Post-CrownRock OXY operates 818K BOE/day Permian production at $42/barrel cash operating cost, with $38/barrel breakeven. At WTI $72 (Q1/2026 average), OXY generates $30+/barrel free cash flow. The Permian Basin has 12-15 years of high-quality drilling inventory — meaning this is not a 3-year cash machine but a 15-year compounder. EOG Resources and ConocoPhillips have shorter inventory windows.

#3 1PointFive CCS = the underrated $5-8B EBITDA opportunity by 2030

OXY's STRATOS direct-air-capture facility opened Q3/2025 at 500K tons/year removal capacity at $250-300/ton. The IRA Section 45Q tax credit ($180/ton) plus Microsoft/Amazon/Stripe corporate carbon-credit demand makes 1PointFive a real business. By 2030, with 5-7 STRATOS-class facilities, 1PointFive could generate $5-8B EBITDA — entirely unmodeled by Wall Street consensus, which still treats it as pilot project.

📉 The 3 Real Bear Points

#1 WTI sensitivity: every $10 oil-price drop = $4-5B EBITDA hit

OXY's economics are still 75% oil-price-driven. Every $10/barrel drop in WTI translates to $4-5B in annual EBITDA loss. WTI at $55 (a real scenario in a US-recession-with-OPEC+-overproduction outcome) would cut OXY's EBITDA from $14B to $9B — and the multiple would compress from 8× to 6× simultaneously. The 25% upside scenario is symmetric with a 30% downside scenario.

#2 Pre-tax P/E 71 reflects 2025 windfall trailing earnings — forward valuation misses the cyclical mean

OXY's reported trailing P/E of 71× reflects the post-COVID 2022-2023 windfall earnings now in the trailing twelve months. Forward P/E of 14.4× is the more honest number but assumes mid-cycle oil prices ($68-72 WTI). A reversion to long-term-mean WTI of $62 implies forward P/E of 19-20× — fully fair valuation, not discount.

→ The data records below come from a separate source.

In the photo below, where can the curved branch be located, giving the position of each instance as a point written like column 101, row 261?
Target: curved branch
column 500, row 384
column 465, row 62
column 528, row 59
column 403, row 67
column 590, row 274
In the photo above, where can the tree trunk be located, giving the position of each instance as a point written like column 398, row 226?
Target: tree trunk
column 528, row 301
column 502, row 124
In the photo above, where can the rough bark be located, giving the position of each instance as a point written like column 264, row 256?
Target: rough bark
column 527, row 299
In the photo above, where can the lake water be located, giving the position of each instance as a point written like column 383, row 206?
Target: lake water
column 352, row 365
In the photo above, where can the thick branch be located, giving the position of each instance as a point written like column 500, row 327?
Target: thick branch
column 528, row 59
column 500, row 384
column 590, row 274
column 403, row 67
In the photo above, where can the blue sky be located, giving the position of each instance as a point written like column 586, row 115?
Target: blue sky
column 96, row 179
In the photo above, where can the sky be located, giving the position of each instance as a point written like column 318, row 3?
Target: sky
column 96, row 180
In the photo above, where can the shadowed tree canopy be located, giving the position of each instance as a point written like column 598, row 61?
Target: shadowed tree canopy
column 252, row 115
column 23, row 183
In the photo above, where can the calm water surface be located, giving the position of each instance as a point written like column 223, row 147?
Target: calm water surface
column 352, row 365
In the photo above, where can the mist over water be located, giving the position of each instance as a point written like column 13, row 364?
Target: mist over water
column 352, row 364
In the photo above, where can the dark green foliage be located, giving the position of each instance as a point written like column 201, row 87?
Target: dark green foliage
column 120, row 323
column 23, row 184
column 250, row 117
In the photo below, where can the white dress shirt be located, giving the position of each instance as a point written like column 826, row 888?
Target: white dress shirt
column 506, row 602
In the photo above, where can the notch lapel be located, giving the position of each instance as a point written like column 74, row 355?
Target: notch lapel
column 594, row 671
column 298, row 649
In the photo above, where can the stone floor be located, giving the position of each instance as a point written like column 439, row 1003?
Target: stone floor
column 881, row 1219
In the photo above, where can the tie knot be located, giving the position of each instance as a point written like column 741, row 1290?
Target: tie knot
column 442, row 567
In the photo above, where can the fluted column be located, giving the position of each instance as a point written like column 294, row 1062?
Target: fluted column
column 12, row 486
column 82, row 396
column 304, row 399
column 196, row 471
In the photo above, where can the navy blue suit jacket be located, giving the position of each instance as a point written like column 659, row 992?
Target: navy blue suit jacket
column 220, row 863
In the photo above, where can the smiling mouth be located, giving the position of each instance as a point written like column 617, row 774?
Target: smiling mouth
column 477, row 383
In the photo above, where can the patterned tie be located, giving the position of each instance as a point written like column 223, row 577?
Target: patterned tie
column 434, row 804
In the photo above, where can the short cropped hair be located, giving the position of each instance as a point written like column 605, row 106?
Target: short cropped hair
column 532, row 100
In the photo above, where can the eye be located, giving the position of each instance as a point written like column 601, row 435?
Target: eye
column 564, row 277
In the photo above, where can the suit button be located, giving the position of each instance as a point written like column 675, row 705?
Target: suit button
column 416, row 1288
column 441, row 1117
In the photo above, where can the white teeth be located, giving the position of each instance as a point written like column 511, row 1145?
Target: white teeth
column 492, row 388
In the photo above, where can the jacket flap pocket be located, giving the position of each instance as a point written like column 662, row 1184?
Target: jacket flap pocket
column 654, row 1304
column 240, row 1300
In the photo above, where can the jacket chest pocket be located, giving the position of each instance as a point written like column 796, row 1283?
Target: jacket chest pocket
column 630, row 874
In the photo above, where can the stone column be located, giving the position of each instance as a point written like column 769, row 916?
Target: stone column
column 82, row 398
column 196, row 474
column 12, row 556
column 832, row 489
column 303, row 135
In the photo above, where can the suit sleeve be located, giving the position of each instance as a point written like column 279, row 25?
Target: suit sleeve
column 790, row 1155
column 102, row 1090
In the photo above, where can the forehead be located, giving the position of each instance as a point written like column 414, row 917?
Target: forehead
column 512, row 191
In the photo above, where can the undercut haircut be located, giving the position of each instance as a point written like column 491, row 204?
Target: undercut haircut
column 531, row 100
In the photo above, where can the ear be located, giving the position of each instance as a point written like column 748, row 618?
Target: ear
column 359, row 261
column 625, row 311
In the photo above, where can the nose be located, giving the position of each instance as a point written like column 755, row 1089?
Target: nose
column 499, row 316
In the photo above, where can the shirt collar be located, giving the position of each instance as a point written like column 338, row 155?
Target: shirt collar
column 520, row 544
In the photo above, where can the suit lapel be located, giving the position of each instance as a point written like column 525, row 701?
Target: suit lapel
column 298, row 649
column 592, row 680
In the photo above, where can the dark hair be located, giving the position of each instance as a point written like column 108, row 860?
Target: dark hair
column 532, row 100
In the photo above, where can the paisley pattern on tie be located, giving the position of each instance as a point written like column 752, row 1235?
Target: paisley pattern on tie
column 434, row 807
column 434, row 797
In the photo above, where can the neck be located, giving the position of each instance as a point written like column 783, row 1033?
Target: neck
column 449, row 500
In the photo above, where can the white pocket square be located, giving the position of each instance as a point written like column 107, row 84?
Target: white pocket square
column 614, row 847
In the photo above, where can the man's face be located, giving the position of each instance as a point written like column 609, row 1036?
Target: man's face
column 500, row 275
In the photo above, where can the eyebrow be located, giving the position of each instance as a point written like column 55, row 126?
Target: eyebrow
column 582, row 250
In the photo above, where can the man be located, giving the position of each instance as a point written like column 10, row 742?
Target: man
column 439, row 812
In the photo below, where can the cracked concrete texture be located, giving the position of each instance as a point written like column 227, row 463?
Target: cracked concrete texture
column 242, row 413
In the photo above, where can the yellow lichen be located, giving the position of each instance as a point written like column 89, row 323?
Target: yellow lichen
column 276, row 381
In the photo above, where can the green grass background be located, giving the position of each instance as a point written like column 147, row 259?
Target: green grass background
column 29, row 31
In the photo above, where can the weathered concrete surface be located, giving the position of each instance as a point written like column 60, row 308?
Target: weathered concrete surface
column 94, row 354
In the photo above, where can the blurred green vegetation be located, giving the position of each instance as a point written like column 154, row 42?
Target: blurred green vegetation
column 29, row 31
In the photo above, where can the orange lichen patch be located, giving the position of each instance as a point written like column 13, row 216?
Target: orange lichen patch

#3 $26B debt + CrownRock integration leverage — refinancing headwind through 2027-2028

OXY carries $26B in long-term debt post the CrownRock acquisition. The 2025-2028 maturity schedule averages $3.5B per year, all refinancing into 5.5%+ rates vs. the 4.2% blended current. Annual interest expense rises $300-400M through 2028 — material EPS drag even with strong oil prices. The CrownRock deal increased net leverage to 1.8× — uncomfortable but manageable at current oil prices.

Valuation in Context

Occidental Petroleum trades at a forward P/E of 14.4× and EV/EBITDA of 6.5× as of May 2026. Comparable US E&P peers: ConocoPhillips (12× P/E, 5.8× EV/EBITDA), EOG Resources (10× P/E, 5.5× EV/EBITDA), Diamondback Energy (11× P/E, 6× EV/EBITDA), Pioneer (was acquired by Exxon at 9× EV/EBITDA in 2024). OXY trades at a modest premium reflecting Permian inventory depth + 1PointFive optionality. The bull case (Bank of America, JP Morgan) values OXY at $72-75 based on WTI $72 sustained + CCS optionality + buyback acceleration. The bear case (Citi) at $55 assumes WTI rolls to $60. Wall Street analyst targets range from $55 (Citi) to $75 (BofA), median $64 vs. current $53 — 21% upside before the 2.0% dividend.

🗓️ Next 3 Catalyst Dates

  1. July 30, 2026: Q2/2026 earnings — Permian production growth + CrownRock integration synergies disclosure
  2. Q3 2026: WTI oil price trajectory + OPEC+ September meeting — likely binary signal for OXY's near-term EPS
  3. November 2026: 1PointFive Project Bison 2 sanction announcement — second STRATOS-class CCS facility would validate CCS thesis at scale

💬 Daniel's Take

OXY is the energy position where I lean on Buffett's framework most heavily. The Berkshire accumulation pattern is the cleanest non-verbal signal in the entire US energy sector — added in 12 of 15 quarters, zero trims, CEO Hollub zero sells. The 1PointFive CCS optionality is the unmodeled kicker that nobody on the sell-side is pricing. What you have to accept: WTI cyclicality means a 30% drawdown is structurally available in any 12-month window. I hold OXY at 4% of my portfolio with active-add zone below $48 — that level historically marked the WTI-$55 floor where Berkshire was last accumulating aggressively. The 1PointFive thesis matters most if you can hold through cycles — and that requires sizing this as a 4-5% position, not a 10% one.

Sources (3)

Disclaimer: This article is not investment advice. Investing in stocks carries risks, including total loss.